Flue: the agent harness, but as a framework (and it's the Astro team)

This site runs on Astro. So when the Astro team shipped a new framework, I looked — except it’s not a framework for building sites. It’s a framework for building AI agents. It’s called Flue, and its tagline is exactly the topic of my previous article: “The Agent Harness Framework.”

In that piece I concluded: you don’t have to build the harness — the Claude Agent SDK is the harness. Flue goes one level up. Where the SDK gives you the loop, Flue gives you everything else — and it does it the Astro way.

Quick recap

For memory: an LLM predicts text, an agent runs tasks, and between them sits the harness — the loop, the context, the tools, the guardrails, the observability. The Agent SDK covers the core. But the outer layers — sandbox, durable sessions, deployment — were still yours to assemble.

That’s exactly what Flue takes on.

What Flue is

The best one-liner comes from its own README: “like Claude Code, but 100% headless and programmable.” No TUI, no human in the loop — just TypeScript files you deploy wherever you want: Node, Cloudflare Workers, a GitHub Action.

The mental model fits in three words:

agent — a file in agents/<name>.ts, created with createAgent().
harness — init(agent) hands you a configured harness: model, tools, sandbox, filesystem, sessions.
session — harness.session() opens a conversation with its own history.

And around it, everything you’d otherwise code: a virtual sandbox (just-bash by default), skills, subagents (task()), MCP servers, durable execution, observability.
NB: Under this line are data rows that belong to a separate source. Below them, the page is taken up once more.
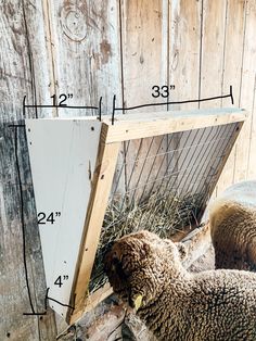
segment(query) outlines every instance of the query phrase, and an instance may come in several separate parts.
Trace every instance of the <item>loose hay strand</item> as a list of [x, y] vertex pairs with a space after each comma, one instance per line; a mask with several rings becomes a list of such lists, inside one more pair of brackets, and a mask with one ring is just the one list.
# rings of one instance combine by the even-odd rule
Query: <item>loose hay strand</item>
[[[178, 198], [168, 193], [164, 198], [157, 198], [154, 193], [140, 205], [129, 203], [129, 198], [125, 198], [121, 211], [120, 201], [114, 199], [106, 209], [89, 285], [90, 293], [97, 291], [107, 280], [103, 271], [103, 257], [112, 241], [142, 229], [155, 232], [162, 238], [169, 238], [185, 226], [194, 225], [201, 197], [187, 194]], [[152, 212], [154, 224], [149, 222]]]

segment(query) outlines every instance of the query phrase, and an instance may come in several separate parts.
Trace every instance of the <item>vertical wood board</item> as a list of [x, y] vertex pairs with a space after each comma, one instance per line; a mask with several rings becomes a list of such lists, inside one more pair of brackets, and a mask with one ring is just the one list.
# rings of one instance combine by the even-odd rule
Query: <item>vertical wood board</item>
[[[37, 213], [46, 214], [39, 230], [49, 296], [68, 305], [101, 123], [27, 119], [26, 128]], [[53, 224], [47, 222], [52, 212]], [[65, 317], [67, 307], [50, 300], [49, 304]]]
[[[124, 106], [165, 102], [152, 97], [153, 86], [168, 86], [168, 9], [163, 1], [120, 1], [124, 72]], [[154, 112], [144, 108], [125, 113]], [[165, 106], [161, 108], [165, 110]], [[167, 110], [167, 108], [166, 108]], [[144, 200], [154, 188], [156, 174], [166, 172], [166, 160], [156, 154], [166, 150], [167, 138], [146, 138], [126, 143], [126, 189], [132, 200]], [[143, 161], [138, 162], [141, 159]], [[138, 188], [140, 179], [151, 185]]]

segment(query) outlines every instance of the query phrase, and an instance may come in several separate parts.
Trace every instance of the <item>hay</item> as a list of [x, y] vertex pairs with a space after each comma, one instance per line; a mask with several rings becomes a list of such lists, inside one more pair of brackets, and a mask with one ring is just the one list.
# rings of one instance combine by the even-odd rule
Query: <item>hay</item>
[[113, 200], [105, 213], [89, 292], [97, 291], [107, 281], [103, 271], [103, 257], [112, 241], [141, 229], [169, 238], [184, 227], [197, 223], [200, 203], [202, 195], [187, 194], [177, 198], [172, 193], [162, 199], [154, 193], [140, 205], [130, 203], [129, 198]]

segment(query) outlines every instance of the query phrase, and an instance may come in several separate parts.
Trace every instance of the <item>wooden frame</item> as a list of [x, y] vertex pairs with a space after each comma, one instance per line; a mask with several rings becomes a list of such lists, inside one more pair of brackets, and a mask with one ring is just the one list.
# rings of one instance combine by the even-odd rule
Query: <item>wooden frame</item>
[[[75, 323], [86, 311], [94, 307], [111, 293], [110, 287], [105, 286], [92, 296], [88, 298], [87, 295], [120, 143], [132, 139], [239, 123], [239, 129], [230, 141], [227, 151], [227, 160], [246, 116], [244, 110], [235, 108], [127, 114], [117, 116], [114, 125], [111, 116], [104, 116], [79, 261], [73, 286], [71, 305], [75, 310], [69, 311], [67, 315], [68, 324]], [[213, 190], [214, 188], [212, 188]]]

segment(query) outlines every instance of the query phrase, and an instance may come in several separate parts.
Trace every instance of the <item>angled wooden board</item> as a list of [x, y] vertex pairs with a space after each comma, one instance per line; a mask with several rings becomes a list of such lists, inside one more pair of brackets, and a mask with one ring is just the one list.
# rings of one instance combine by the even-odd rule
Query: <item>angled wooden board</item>
[[[26, 131], [49, 296], [69, 296], [91, 192], [101, 123], [97, 119], [27, 119]], [[60, 212], [60, 214], [59, 214]], [[52, 217], [47, 217], [53, 213]], [[61, 277], [60, 277], [61, 276]], [[55, 283], [54, 283], [55, 282]], [[65, 317], [67, 307], [49, 305]]]

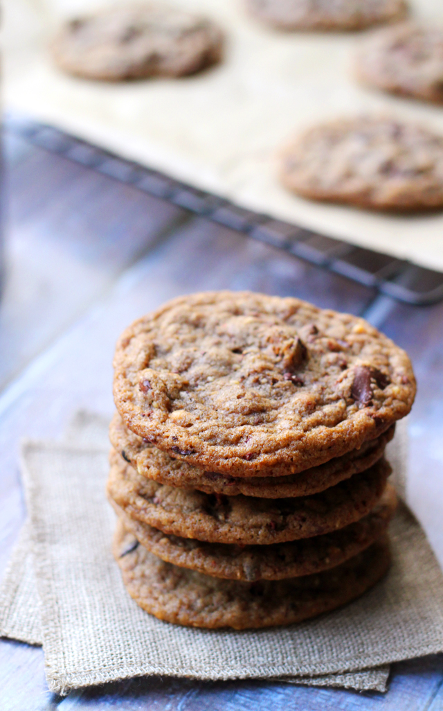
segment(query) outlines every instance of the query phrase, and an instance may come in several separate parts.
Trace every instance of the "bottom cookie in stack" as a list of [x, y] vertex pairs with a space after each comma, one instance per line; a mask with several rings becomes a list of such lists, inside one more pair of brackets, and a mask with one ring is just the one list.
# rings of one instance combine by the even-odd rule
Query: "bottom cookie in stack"
[[160, 619], [236, 629], [301, 621], [359, 597], [389, 565], [396, 501], [383, 459], [317, 495], [271, 501], [165, 486], [115, 451], [111, 464], [114, 555], [129, 594]]
[[249, 583], [168, 563], [119, 521], [114, 555], [129, 594], [155, 617], [192, 627], [234, 629], [290, 624], [329, 612], [362, 595], [387, 571], [382, 536], [341, 565], [312, 575]]

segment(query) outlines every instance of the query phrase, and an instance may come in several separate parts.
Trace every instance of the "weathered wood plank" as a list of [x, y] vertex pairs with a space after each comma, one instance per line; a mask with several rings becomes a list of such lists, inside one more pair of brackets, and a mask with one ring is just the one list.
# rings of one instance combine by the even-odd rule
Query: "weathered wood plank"
[[16, 143], [17, 159], [6, 171], [0, 387], [186, 217], [60, 156], [26, 144], [21, 151]]

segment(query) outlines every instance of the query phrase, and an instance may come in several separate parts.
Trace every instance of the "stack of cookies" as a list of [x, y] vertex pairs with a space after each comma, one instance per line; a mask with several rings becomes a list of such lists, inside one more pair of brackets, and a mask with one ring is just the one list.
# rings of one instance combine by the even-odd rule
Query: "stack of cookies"
[[297, 299], [176, 299], [122, 334], [108, 495], [148, 612], [197, 627], [297, 622], [389, 565], [383, 453], [410, 411], [406, 353]]

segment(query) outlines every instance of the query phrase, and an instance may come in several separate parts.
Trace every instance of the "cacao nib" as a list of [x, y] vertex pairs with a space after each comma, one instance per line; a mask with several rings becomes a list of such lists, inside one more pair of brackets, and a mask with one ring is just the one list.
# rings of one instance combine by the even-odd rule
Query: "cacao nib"
[[179, 447], [172, 447], [171, 451], [173, 451], [175, 454], [181, 454], [182, 456], [189, 456], [190, 454], [195, 454], [195, 449], [180, 449]]
[[138, 542], [138, 540], [136, 540], [135, 543], [133, 543], [132, 545], [131, 545], [128, 548], [126, 548], [126, 550], [124, 550], [123, 553], [121, 553], [120, 557], [123, 558], [125, 555], [127, 555], [128, 553], [132, 553], [133, 550], [136, 550], [136, 549], [138, 548], [139, 545], [140, 543]]
[[361, 405], [369, 405], [373, 396], [371, 380], [376, 383], [381, 390], [384, 390], [390, 383], [388, 376], [376, 368], [369, 368], [368, 365], [359, 365], [356, 368], [351, 397]]
[[138, 387], [142, 392], [148, 392], [148, 390], [152, 390], [149, 380], [142, 380]]
[[285, 373], [283, 375], [283, 378], [285, 380], [290, 380], [294, 385], [304, 385], [305, 382], [298, 375], [295, 375], [293, 373]]

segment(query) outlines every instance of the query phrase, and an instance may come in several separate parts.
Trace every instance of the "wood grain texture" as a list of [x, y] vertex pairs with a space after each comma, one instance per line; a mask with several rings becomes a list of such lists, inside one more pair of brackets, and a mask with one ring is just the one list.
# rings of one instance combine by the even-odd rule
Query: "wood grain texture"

What Flue adds to the layers

Remember the layers diagram: the LLM at the center, wrapped by context, tools, guardrails, observability. The SDK ships you the middle layers. Flue ships you the outer ones — the layers that separate a script running on your machine from an agent running in prod:

a sandbox where the agent runs its commands without touching your system,
durable sessions that survive a restart,
multi-target deployment (Node / Workers / CI) without rewriting the agent,
built-in observability.

It’s the “ops” part of the harness, shipped by default.

Our agent, the Flue version

The clearest way to show it is to take the agent from the previous article — the social profile analysis one — and port it to Flue. Here’s what it looks like:

// agents/profile-analyzer.ts
import { createAgent, type FlueContext } from "@flue/runtime";
import * as v from "valibot";

const profileAnalyzer = createAgent(() => ({
  model: "anthropic/claude-opus-4-8",
  skills: ["profile-analysis"], // .agents/skills/profile-analysis/SKILL.md
}));

const Analysis = v.object({
  themes: v.array(v.string()),
  tone: v.string(),
  contentAngle: v.string(),
  topPosts: v.array(v.object({ post: v.string(), reason: v.string() })),
});

export async function run({ init, payload }: FlueContext) {
  const harness = await init(profileAnalyzer);
  const session = await harness.session();
  const { data } = await session.prompt(payload.message, { result: Analysis });
  return data; // typed + validated by the schema
}

You run it with the CLI:

npx flue run profile-analyzer --target node \
  --payload '{"message":"Analyze the profile in ./inbox and rank its posts by performance."}'

The two differences that jump out versus the Agent SDK version:

Structured output goes through Valibot, not a JSON Schema. On the SDK side it was outputFormat: { type: 'json_schema', schema } then a structured_output field. On the Flue side it’s session.prompt(msg, { result: valibotSchema }) handing you a data that’s already typed and validated. More idiomatic in TypeScript, less verbose.
Skills live in .agents/skills/ (not .claude/skills/). Same idea — a SKILL.md loaded on demand — but the namespace is Flue’s, not Claude Code’s.

The rest of the pattern is intact: the agent, the harness, the session, a skill, a structured output. It’s the same harness — just wrapped in a framework.

What actually changes

As long as you stay on a local one-shot agent, the Agent SDK alone is plenty — it’s lighter. Flue gets interesting the day you want to ship the agent: run it on an event (a webhook, an Action), keep state between runs, expose it over HTTP/WebSocket, or deploy it to Workers without touching the code. Subagents via task() and sandboxes also make it a better candidate for serious orchestration.

In short: the Agent SDK to understand and prototype; Flue when the agent has to become a real service.

Honest: where it’s at

Flue is young (Apache-2.0, just shipped by the Astro team). I ported the agent to see, not yet to run it in prod — so take this article as a map, not a battle report. But I like the angle: the team that made static sites pleasant to build is taking on the agent harness, with the same instinct — a runtime-agnostic framework, clear conventions, TypeScript and files.

And it closes the loop on the topic nicely. The harness is first a concept (the exoskeleton around the LLM), then an SDK (the Agent SDK, coding the core for you), and now a framework (Flue, coding the edge). At each step you write less plumbing and more product. That’s exactly the direction I care about.